Él salió a la azotea y dio unos pasos en su dirección. Pronto se dio cuenta de que estaba hablando con una desconocida. Era una mujer joven, muy pálida, que tendría aproximadamente su edad. Sin embargo, su voz autoritaria y su mirada cansada, como si hubiera visto muchas cosas malas, le daban un aire de mayor.

—Muy rápido vienes a mí para no saber quién soy.

Sergio no comprendía nada. Estaba en la azotea, en calzoncillos y ante una muchacha muy guapa, que no pintaba nada ahí. Pensó que se podría tratar de alguna broma de uno de sus amigos o incluso de una tentación que le mandaba Leti para probar su fidelidad, pero tampoco tenía mucho sentido. Por lo pronto, decidió jugar de forma ambigua para ganar tiempo y ver si en el transcurso de la chanza descubría la verdad.

—Es que…, no todos los días tengo a un cuerazo tan exquisito a la entrada de mi casa.

—Gracias.

—Las que me faltan para servirte

—Anda, deja de hacer el payaso y vámonos.

—¿Así, en cueros y sin cambiarme? En mi casa me enseñaron a no hablar con extraños y menos irme con ellos a lo oscurito. Y además, para que me voy a querer ir si estoy muy a gustito aquí, mejor quedémonos platicando para conocernos mejor.

—Deja de tomarme el pelo, que si no va a ser peor para ti. Además no necesitas ropa ahí adónde vamos.

—¡Ah caray!, esto se pone emocionante. Pero tampoco te vayas a creer que soy un chico fácil.

—Respóndeme –dijo ella con un ligero hastío asomando–, ¿Qué hiciste cuando oíste el ruido de tu ventana?

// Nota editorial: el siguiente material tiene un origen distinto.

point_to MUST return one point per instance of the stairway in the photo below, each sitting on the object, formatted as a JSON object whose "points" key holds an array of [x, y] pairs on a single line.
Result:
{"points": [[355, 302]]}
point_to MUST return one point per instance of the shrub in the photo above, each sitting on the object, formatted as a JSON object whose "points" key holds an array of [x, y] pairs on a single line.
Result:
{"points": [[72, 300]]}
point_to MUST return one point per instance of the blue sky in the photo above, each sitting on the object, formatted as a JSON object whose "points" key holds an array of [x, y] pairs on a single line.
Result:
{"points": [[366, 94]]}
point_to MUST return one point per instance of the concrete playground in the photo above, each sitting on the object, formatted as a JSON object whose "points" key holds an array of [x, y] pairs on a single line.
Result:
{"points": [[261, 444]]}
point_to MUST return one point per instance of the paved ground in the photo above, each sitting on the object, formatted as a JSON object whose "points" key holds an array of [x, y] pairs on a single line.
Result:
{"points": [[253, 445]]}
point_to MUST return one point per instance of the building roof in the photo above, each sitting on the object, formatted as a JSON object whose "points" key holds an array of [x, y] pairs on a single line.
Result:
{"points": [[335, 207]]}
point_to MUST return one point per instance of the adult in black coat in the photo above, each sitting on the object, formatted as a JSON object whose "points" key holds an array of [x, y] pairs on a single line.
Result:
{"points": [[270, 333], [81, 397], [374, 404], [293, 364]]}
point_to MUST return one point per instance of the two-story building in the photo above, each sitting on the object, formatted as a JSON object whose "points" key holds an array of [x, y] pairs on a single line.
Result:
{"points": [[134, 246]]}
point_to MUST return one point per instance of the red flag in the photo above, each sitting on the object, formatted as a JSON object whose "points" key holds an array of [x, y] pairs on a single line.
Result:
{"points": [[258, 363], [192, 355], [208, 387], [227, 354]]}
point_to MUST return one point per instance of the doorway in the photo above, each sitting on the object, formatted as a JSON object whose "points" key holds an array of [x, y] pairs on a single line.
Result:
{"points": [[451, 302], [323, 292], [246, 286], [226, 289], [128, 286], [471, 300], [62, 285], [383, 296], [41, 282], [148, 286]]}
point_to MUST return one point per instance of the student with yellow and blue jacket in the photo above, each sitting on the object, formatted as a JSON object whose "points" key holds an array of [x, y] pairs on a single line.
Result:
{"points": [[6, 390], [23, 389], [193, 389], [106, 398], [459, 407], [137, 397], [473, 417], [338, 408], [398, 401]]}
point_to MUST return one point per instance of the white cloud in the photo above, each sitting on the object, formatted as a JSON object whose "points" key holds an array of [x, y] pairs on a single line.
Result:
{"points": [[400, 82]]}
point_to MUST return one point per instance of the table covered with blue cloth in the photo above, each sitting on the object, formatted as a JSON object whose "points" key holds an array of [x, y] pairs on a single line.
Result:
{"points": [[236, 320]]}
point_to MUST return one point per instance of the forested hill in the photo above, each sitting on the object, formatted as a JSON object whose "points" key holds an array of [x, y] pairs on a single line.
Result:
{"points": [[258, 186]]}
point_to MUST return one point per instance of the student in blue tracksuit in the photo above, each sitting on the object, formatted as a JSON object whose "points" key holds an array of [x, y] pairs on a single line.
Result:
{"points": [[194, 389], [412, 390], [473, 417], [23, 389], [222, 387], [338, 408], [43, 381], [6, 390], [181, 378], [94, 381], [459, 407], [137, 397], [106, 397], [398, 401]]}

—Me levanté para ver si descubría al graciosito y luego oí los pasos en la escalera, por lo que me quedé espiando. ¿Pero, como sabes que me rompieron la Windows?

—Bueno, supongo que llegué demasiado pronto y no te di chance de caer en la cuenta de tu nuevo ser. En fin, hazme el favor de ir a tu habitación y ver tu lecho.

—¿Así, sin más preámbulos? Tú sí que sabes lo que quieres, nena.

Iba a seguir con sus comentarios de doble sentido, pero una mirada molesta de su interlocutora lo hizo callar.